Prends mal et bien, prends tout ce que j’ai.

Un bonheur plein de telle détresse
Qu’il brisera la vie en mes mains ;
Un malheur plein de telle tendresse
Qu’il guérira les pires chemins.

Je ne sais pas si je te courrouce
Déshéritée ou riche, te plais …
Peut-être suis-je en pleurant plus douce
Qu’en souriant une autre ne l’est.

Je ne sais pas, … sache-le toi-même,
Si je te puis être chère ou non …
Je ne sais pas si je vaux qu’on m’aime …
Je ne sais pas … je ne suis qu’un don.

MARIE NOËL

***

Deux poèmes d’amour d’Elizabeth Browning

En ce 8 mars, je souhaitais mettre à l’honneur une femme-poète célèbre.

J’ai trouvé ces deux poèmes dans le recueil Quelqu’un plus tard se souviendra de nous, publié chez Poésie-Gallimard en 2010. Ce recueil est une anthologie de quinze poètes-femmes de l’Antiquité à nos jours, c’est-à-dire de Sapphô à Kiki Dimoula, en passant par Louise Labé, Emily Brontë, Marina Tsvetaieva, etc.
Elizabeth Browning est une poète anglaise née en 1806, morte en 1861.
Ces deux poèmes sont extraits des « Sonnets portugais » (1850).

***

Si pour toi je quitte tout, en échange
Seras-tu tout pour moi ? N’aurais-je point
Regret du baiser que chacun reçoit
A son tour, et ne trouverais-je étrange,
Levant la tête, de voir de nouveaux murs ?
Comment … Une autre maison que celle-ci ?
Combleras-tu cette place auprès de moi
Pleine de trop tendres yeux pour changer ?
C’est le plus dur.

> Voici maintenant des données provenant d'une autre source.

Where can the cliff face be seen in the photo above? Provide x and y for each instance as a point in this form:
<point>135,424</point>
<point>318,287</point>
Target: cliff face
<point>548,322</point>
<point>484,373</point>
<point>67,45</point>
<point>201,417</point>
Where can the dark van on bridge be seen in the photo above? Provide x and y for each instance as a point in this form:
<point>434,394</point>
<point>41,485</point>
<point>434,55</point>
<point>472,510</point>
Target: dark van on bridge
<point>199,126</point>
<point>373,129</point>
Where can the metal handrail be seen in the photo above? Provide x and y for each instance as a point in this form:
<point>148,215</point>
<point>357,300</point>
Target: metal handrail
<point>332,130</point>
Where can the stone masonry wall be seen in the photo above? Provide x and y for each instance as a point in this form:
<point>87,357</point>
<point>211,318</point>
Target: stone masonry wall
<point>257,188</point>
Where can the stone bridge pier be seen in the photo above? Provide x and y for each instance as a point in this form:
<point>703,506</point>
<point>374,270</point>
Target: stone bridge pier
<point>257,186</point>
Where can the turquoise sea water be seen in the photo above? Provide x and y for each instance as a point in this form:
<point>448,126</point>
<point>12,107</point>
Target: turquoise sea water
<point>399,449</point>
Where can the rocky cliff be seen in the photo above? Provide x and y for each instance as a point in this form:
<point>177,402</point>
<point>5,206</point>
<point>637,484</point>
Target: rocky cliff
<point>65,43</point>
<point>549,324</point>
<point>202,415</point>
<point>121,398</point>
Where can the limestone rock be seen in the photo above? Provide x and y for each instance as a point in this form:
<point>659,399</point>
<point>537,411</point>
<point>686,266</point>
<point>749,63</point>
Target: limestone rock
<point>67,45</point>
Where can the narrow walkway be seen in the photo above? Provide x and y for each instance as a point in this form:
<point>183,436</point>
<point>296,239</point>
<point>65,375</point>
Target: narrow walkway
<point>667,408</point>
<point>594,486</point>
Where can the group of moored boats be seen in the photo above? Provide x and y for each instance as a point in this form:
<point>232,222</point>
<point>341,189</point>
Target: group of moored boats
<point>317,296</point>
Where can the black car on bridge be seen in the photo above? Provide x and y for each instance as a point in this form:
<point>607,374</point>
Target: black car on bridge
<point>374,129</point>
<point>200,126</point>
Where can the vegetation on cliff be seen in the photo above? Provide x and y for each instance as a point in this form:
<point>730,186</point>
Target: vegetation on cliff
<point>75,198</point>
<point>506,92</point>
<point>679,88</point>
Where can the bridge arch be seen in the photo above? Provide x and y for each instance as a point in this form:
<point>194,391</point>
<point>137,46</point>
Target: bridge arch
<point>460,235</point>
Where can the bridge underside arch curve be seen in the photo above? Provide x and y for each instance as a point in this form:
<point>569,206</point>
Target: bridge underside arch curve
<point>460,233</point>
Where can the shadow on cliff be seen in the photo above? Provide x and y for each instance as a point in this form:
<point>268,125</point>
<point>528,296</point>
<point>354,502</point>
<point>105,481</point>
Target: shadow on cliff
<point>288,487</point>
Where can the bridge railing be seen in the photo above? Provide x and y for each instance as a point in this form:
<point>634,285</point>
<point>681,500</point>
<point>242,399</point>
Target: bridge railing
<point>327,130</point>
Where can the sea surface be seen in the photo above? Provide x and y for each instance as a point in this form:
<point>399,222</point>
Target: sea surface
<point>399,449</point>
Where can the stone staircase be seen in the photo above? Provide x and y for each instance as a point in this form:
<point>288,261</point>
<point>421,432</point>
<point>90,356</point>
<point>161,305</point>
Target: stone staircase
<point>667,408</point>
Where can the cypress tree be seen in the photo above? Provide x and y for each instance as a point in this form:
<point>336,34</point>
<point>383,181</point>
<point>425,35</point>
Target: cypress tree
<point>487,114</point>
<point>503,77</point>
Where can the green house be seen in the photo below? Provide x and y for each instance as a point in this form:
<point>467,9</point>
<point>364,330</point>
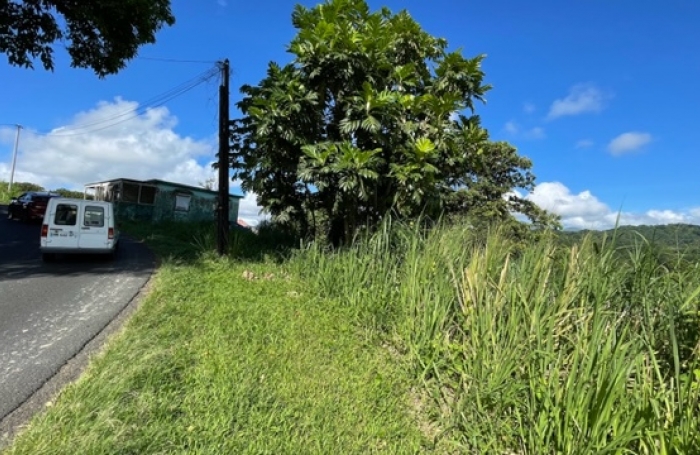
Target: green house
<point>158,200</point>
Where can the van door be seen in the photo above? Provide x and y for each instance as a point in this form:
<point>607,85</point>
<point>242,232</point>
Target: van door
<point>93,227</point>
<point>63,228</point>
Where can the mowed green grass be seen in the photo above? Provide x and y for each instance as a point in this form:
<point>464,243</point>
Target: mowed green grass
<point>237,358</point>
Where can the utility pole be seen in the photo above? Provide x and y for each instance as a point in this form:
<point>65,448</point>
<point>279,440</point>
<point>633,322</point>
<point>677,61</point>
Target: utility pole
<point>223,206</point>
<point>14,159</point>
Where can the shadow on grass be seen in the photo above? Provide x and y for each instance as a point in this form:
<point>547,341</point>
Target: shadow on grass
<point>187,242</point>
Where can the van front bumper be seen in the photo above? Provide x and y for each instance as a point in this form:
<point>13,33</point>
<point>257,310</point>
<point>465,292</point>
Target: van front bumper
<point>58,250</point>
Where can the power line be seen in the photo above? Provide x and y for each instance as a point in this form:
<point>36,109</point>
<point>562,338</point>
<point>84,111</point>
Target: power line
<point>156,101</point>
<point>174,60</point>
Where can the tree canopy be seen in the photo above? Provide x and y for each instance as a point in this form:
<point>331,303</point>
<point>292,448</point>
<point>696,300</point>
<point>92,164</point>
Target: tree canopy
<point>372,116</point>
<point>98,34</point>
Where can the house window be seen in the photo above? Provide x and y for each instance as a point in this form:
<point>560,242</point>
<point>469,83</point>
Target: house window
<point>147,195</point>
<point>94,216</point>
<point>182,202</point>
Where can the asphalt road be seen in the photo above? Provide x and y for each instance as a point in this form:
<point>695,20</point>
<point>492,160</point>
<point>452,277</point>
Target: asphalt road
<point>50,312</point>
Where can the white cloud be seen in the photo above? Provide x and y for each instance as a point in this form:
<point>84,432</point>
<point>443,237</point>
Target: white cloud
<point>581,99</point>
<point>628,142</point>
<point>249,211</point>
<point>585,211</point>
<point>109,142</point>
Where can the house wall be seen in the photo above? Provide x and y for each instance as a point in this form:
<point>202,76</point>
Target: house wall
<point>201,205</point>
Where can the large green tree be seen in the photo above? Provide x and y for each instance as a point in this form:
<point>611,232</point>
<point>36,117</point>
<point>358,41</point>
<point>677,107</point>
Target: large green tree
<point>363,122</point>
<point>99,34</point>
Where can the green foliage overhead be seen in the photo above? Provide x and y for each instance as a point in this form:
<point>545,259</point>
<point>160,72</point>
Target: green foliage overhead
<point>98,34</point>
<point>363,122</point>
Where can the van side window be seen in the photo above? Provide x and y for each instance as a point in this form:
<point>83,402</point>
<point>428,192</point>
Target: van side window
<point>94,216</point>
<point>66,215</point>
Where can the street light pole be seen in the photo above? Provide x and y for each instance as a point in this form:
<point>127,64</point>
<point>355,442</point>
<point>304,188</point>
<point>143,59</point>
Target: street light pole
<point>14,159</point>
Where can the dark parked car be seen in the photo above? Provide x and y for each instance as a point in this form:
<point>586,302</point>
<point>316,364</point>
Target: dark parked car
<point>30,205</point>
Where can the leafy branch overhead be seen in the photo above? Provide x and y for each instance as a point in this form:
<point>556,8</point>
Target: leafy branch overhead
<point>98,34</point>
<point>363,122</point>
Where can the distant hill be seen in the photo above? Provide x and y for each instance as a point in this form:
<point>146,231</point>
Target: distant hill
<point>669,240</point>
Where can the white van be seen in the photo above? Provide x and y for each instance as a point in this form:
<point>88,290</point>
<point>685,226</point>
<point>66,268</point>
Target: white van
<point>78,226</point>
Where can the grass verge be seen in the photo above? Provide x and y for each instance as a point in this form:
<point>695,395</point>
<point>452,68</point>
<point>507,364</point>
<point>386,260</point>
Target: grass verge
<point>228,357</point>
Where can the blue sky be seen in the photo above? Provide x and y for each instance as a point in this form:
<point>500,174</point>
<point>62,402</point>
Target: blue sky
<point>601,95</point>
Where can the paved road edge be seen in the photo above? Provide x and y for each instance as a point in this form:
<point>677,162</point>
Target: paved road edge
<point>16,420</point>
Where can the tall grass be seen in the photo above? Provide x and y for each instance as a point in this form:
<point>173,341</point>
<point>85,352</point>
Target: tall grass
<point>538,350</point>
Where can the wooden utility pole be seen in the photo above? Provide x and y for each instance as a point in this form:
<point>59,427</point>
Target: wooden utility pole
<point>224,165</point>
<point>14,159</point>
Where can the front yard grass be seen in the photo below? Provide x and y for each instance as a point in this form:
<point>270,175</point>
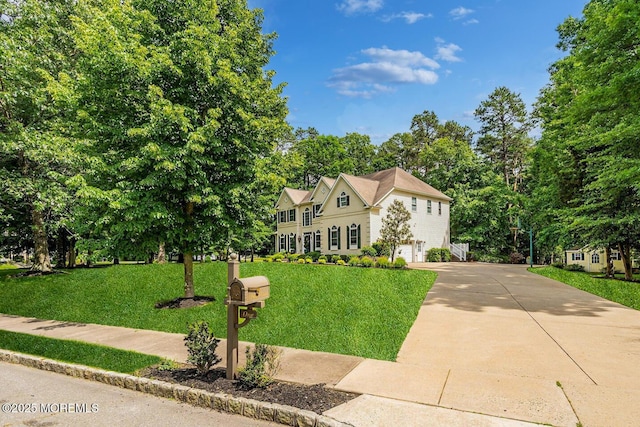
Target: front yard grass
<point>357,311</point>
<point>625,293</point>
<point>97,356</point>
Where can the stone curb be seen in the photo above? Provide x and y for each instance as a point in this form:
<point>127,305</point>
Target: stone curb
<point>282,414</point>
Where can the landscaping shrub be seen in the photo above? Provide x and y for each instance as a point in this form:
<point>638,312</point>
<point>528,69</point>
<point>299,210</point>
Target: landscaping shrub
<point>434,255</point>
<point>262,365</point>
<point>574,267</point>
<point>400,263</point>
<point>315,255</point>
<point>369,251</point>
<point>366,261</point>
<point>383,262</point>
<point>382,249</point>
<point>201,346</point>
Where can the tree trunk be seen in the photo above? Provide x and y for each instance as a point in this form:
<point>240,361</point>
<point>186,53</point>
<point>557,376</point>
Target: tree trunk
<point>189,291</point>
<point>609,268</point>
<point>625,252</point>
<point>72,253</point>
<point>61,249</point>
<point>42,262</point>
<point>162,255</point>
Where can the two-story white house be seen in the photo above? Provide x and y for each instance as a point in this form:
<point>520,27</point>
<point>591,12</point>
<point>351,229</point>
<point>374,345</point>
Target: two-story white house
<point>340,216</point>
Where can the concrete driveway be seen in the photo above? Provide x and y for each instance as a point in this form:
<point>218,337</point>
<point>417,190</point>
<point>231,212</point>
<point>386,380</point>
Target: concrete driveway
<point>498,340</point>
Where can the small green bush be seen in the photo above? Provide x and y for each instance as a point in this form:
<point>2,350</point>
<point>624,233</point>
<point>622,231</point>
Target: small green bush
<point>315,255</point>
<point>399,263</point>
<point>369,251</point>
<point>434,255</point>
<point>262,366</point>
<point>201,346</point>
<point>574,267</point>
<point>383,262</point>
<point>366,261</point>
<point>382,249</point>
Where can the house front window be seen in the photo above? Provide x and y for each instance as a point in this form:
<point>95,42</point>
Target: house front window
<point>354,237</point>
<point>343,200</point>
<point>306,218</point>
<point>334,234</point>
<point>292,243</point>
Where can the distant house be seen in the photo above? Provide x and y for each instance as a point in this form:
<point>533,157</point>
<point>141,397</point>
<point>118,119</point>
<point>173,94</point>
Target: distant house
<point>340,216</point>
<point>593,260</point>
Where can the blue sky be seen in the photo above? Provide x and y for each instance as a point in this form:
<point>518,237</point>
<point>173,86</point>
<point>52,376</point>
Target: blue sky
<point>369,66</point>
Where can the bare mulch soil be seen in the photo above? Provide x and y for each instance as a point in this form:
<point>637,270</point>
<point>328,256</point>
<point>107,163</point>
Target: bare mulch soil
<point>314,398</point>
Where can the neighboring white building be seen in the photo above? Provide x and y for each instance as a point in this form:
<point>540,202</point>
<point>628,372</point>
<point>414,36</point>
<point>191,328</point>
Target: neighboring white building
<point>340,216</point>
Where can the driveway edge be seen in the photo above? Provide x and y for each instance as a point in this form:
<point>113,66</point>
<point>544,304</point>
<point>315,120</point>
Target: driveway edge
<point>281,414</point>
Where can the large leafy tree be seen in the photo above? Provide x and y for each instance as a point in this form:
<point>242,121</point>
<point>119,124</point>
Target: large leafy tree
<point>176,100</point>
<point>36,156</point>
<point>591,123</point>
<point>395,226</point>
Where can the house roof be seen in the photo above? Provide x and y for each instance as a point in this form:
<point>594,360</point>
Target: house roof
<point>398,179</point>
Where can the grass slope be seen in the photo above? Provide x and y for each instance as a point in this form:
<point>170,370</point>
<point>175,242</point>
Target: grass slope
<point>356,311</point>
<point>625,293</point>
<point>93,355</point>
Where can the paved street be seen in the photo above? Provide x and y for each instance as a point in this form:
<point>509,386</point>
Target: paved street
<point>31,397</point>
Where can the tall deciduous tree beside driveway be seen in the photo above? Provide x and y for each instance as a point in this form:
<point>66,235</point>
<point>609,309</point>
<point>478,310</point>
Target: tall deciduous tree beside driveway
<point>395,226</point>
<point>179,106</point>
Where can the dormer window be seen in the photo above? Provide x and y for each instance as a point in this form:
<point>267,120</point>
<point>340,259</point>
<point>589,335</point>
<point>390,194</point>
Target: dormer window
<point>343,200</point>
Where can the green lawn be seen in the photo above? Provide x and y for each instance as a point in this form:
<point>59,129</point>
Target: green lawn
<point>97,356</point>
<point>625,293</point>
<point>356,311</point>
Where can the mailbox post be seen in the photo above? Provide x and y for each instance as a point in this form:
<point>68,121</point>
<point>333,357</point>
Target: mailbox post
<point>243,297</point>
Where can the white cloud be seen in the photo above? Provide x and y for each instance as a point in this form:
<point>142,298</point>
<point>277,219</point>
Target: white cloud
<point>447,51</point>
<point>386,68</point>
<point>349,7</point>
<point>460,12</point>
<point>410,17</point>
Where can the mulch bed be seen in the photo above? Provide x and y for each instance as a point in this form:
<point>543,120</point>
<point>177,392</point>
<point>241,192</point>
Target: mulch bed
<point>314,398</point>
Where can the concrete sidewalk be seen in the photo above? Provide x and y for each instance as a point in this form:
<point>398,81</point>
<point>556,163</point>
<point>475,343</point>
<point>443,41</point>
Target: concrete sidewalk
<point>489,347</point>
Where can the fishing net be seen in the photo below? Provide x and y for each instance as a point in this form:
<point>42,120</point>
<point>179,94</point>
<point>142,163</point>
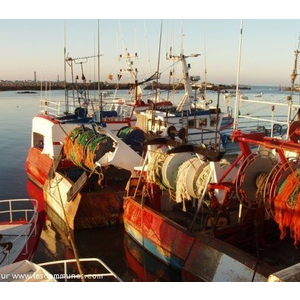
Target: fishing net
<point>154,167</point>
<point>287,207</point>
<point>91,149</point>
<point>83,147</point>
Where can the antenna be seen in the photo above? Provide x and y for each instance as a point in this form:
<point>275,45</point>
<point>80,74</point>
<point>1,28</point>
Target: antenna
<point>158,60</point>
<point>237,100</point>
<point>65,68</point>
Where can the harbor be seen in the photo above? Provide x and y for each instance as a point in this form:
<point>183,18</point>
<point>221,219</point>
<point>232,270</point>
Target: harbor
<point>150,177</point>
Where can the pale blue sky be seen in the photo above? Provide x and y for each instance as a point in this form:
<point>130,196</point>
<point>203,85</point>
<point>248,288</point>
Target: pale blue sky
<point>37,45</point>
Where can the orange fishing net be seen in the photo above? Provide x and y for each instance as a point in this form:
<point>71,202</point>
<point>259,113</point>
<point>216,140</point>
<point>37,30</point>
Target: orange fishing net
<point>287,207</point>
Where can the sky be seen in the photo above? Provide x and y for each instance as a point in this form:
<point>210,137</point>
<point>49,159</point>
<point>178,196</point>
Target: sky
<point>36,44</point>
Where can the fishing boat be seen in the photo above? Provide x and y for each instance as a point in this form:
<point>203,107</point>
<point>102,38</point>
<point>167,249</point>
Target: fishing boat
<point>194,119</point>
<point>77,160</point>
<point>57,271</point>
<point>20,229</point>
<point>220,221</point>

Si vaincre l’amour est
Eprouvant, vaincre la peine plus afflige ;
Car la peine est amour et peine aussi.
Las, j’ai souffert et suis rude à aimer.
Mais aime-moi – Veux-tu ? Ouvre ton cœur,
Et drape en lui les ailes de ta colombe.

***

Comment je t’aime ? Laisse-m’en compter les formes.
Je t’aime du fond, de l’ampleur, de la cime
De mon âme, quand elle aspire invisible
Aux fins de l’Etre et de la Grâce parfaite.
Je t’aime au doux niveau quotidien du
Besoin, sous le soleil et la chandelle.
Je t’aime librement, comme on tend au Droit ;
Je t’aime purement, comme on fuit l’Eloge.
Je t’aime avec la passion dont j’usais
Dans la peine, et de ma confiance d’enfant.
Je t’aime d’un amour qui semblait perdu
Avec les miens – je t’aime de mon souffle
Rires, larmes, de ma vie ! – et, si Dieu choisit,
Je t’aimerai plus encore dans la mort.